Juno huffed out a little sound, but relented. “Yeah, then Saturday maybe I can stay at Naomi’s for a little while? And Nana will be back Sunday.” A twinge of unease worked up Jess’s spine at the mention of Naomi’s name. When she’d asked, Juno said that they’d had a fight, but it seemed to have been forgotten. She knew kids needed to learn how to resolve conflict on their own, but the mama bear in her never hibernated too deep below the surface.
“You sure you want to do a sleepover?” Jess asked. “We could go to the movies together. Maybe the zoo?”
“No, it’s Naomi’s birthday, and I already got her a present.

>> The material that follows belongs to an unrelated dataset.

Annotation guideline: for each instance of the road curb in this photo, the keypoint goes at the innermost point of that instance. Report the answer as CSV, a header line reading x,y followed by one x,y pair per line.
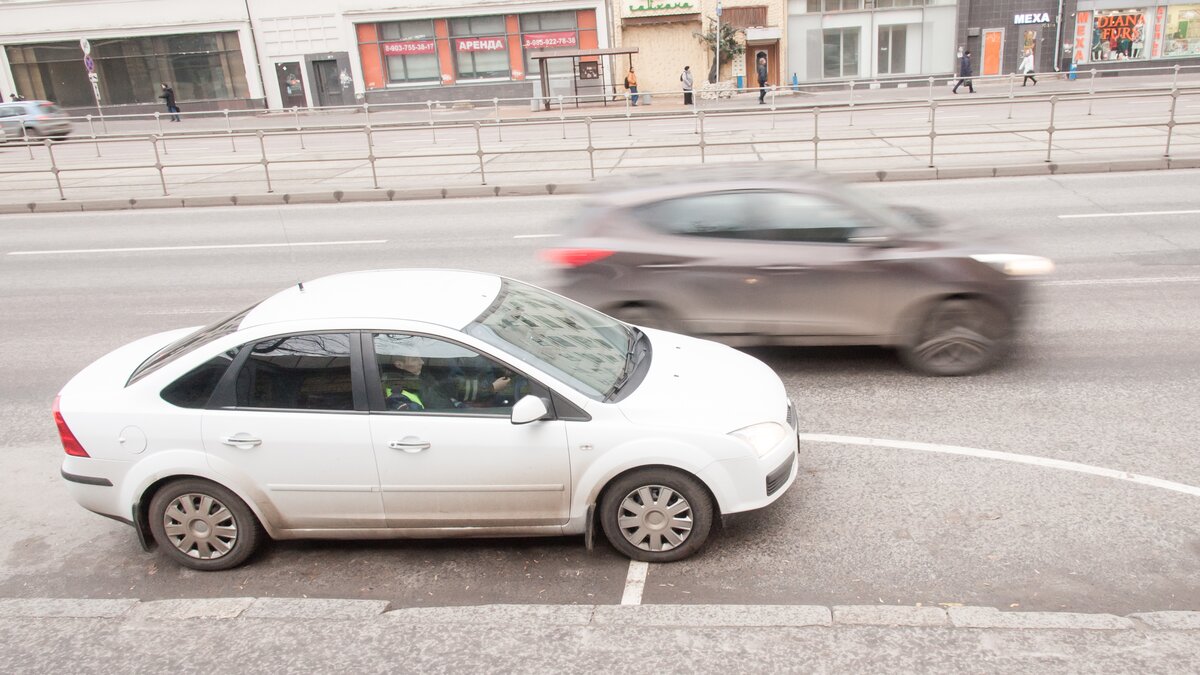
x,y
697,616
529,190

They’re doing a hula night.”
“You got her a present?”
“I used my good citizen tickets and got her two slap bracelets and some glitter stickers.”
Offering a high five, Jess told her, “I have some gift bags in the closet; maybe we can use one of them and put a gift certificate in there, too?”
With the plan in place, they slid the rest of the cookie dough toward them to load up another sheet just as the doorbell rang. “Let’s get these finished so we can go before visiting hours end,” Jess said. “Use the spoon to scoop the rest on the pan, and I’ll be right back. Don’t touch the oven.”
Out in the living room, her heart tripped over itself when she peeked out the window and saw River standing on the other side.
Jess glanced down, groaning. Would it kill her to wear something other than sweats?
He looked up at the sound of the door swinging open and her breath went thin. His smile was somehow both shy and naughty; the muscular curves of his shoulders and chest were visible beneath the fabric of his shirt, and Jess wanted to rip it open like a bag of chips.
“Hey.” She tried to keep it together.
His voice was a low, secretive burr: “I hope it’s okay that I stopped by.”
“It’s fine.” Jess swallowed. “Do you—um, do you want to come in?”
He stepped inside, hesitating for only a second before bending and carefully putting his mouth on hers. Heat erupted in her veins, and even though it was only a touch and he pulled away before they were busted, Jess knew she looked like she was about to catch fire anyway.
“Hi,” he said quietly.
She nodded. “Definitely good now.”
Beaming, he looked past her, and she found herself following every point of his attention, trying to see the apartment through his eyes. It wasn’t tiny, but it wasn’t big, either. She’d splurged on the yellow couch and bright blue chairs, but repainting the kitchen cabinets wasn’t the same as getting new ones, and instead of art covering the walls, she had framed photos and elementary school art projects.